Did you hear the news? There is no Tooth Fairy.

Yet there’s a good reason why our kids — and, frankly, ourselves — hold onto the dental myth: It is a source of comfort and coping.

But the other day, a friend’s daughter’s world came crashing down when she stayed up late to see the Tooth Fairy in action but instead caught her mother red-handed, cash in hand. Naturally, there were tears, but there was more to it than merely catching her mom in a lie.

“I just want to believe again,” she said.

So the mom thought fast and devised a fib that both sides could live with: The Tooth Fairy always sends in a parent as an assistant if the child isn’t fully asleep.

A lie to perpetuate another lie? Sounds like bad parenting — but it is anything but. Belief is a great survival tactic, and kids have it in spades. As parents, it is our difficult task to help our children navigate through the hard truths with some sort of hope intact. Belief in belief is important, essential even.

In my house, I mostly let my kids take the lead in determining what myths will help them through.

“Everyone in our neighborhood is nice,” Eli said to me the other day. I didn’t dispel this myth because, let’s face it, he’ll figure it out on his own. And when he does, I will help him cope, guiding him as I try to guide myself to think that the things people do and say have far more to do with them than us.

My kids differ greatly in their beliefs. Eli is a facts man mostly, figuring if you can’t prove it, it’s probably not true. He offers examples of neighbors’ actions that support his “nice” theory and, without such concrete evidence, he cannot support the existence of Santa, the Tooth Fairy or even God.

Oscar, on the other hand, is buoyed by the more intangible. He happily buys into the idea of Santa and his chimney-shimmying, cookie-loving ways, despite my Jewish disbelief. He holds fast to a firm faith in the Tooth Fairy and the Great One Above.

Eli will support my efforts to keep Oscar’s hope alive in the Tooth Fairy arena, winking at me knowingly over Oscar’s head whenever a tooth is lost and the talk of the Fairy begins.

About Santa and God, though, he is far less afraid to express his doubts. Luckily, though, Oscar is not cowed. Theological discussions are common in the backseat of our Subaru. Each boy stands his ground. I rarely weigh in unless asked specifically. Even then I can only offer up the theories I have come to that make me feel better.

Keeping hope alive is never more challenging than in the discussion of death. I don’t avoid the subject or dance around it, but death is a reality of life too difficult to deny. The kids ask often, “What happens when you die?”

I try hard to keep my cool composure. “No one knows for sure,” I usually offer up — lame, but, in my mind, true. “What do you think?”

Eli has developed an amazing belief in reincarnation despite a lack of tangible proof. By his telling, he has been almost every animal in a past life. His list is specific and he knows so many facts about his former iterations that in talking about them, for example, “When I was an eagle…,” he has me completely convinced.
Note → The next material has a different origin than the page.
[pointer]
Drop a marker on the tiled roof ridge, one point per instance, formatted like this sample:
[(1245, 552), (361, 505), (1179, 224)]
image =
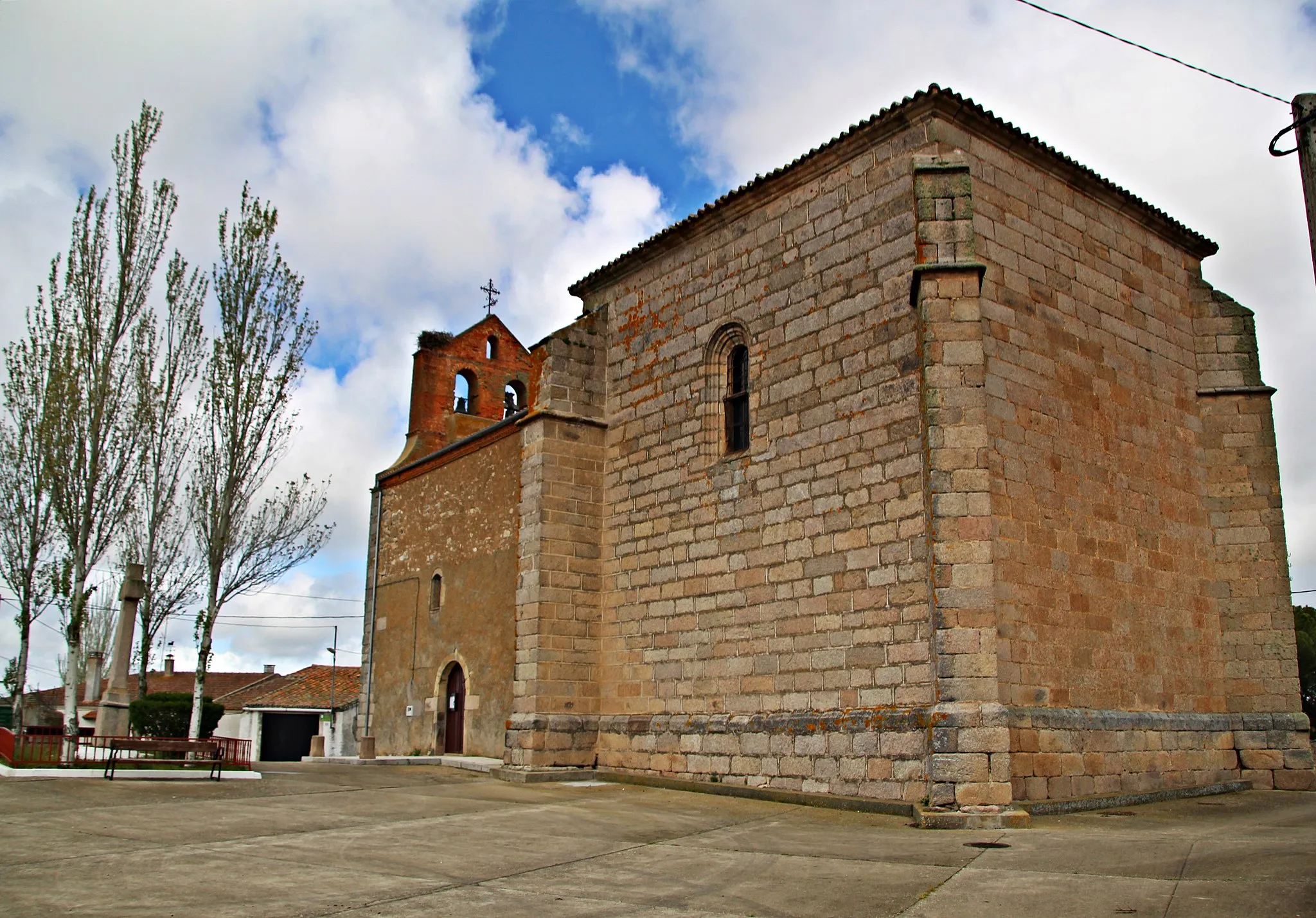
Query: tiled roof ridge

Pets offer up a great opportunity to see how kids deal with the concept of death. The kids want one, so why not make it a “teachable moment”?

We headed to the pet store, where the boys first considered getting a fish.
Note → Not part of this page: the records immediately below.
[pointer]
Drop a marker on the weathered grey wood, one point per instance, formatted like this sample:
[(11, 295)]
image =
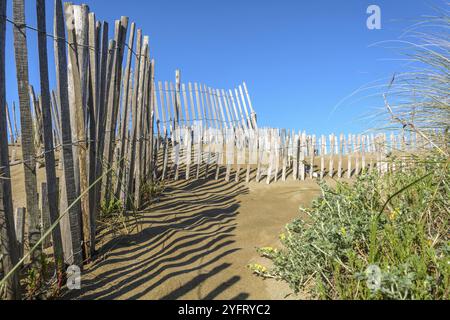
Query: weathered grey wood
[(322, 156), (26, 121), (222, 97), (358, 155), (178, 109), (8, 244), (214, 106), (240, 115), (332, 152), (56, 117), (139, 124), (349, 156), (163, 106), (312, 156), (341, 153), (244, 105), (125, 109), (45, 214), (17, 133), (50, 194), (72, 241), (210, 119), (303, 157), (253, 114), (19, 224), (9, 125), (92, 91), (77, 75), (363, 154), (121, 27)]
“Fish die,” I said, remembering my own shock and dismay when my school festival goldfish ended up floating on top of the bowl within a few days.

I did feel bad as we walked around looking at little creatures’ habitats and I offered up a litany of death sentences that sounded like a sad-but-true stand-up routine. But, having their own faith, the kids took a chance on love despite inevitable loss. They picked out a mystical-looking black fish with big eyes and called him Kirby.

As predicted, Kirby was a member of the family for just one week, leaving the rubber SpongeBob snail, Gary, lonely amidst the purple rocks. We had a brief ceremony at toilet-side and sent Kirby on his way through the pipes and beyond.

The kids were not devastated. They were sad, but resigned. Kirby could come back as a cat, or might be headed off to a better place. Either way, it was fine. They were fine.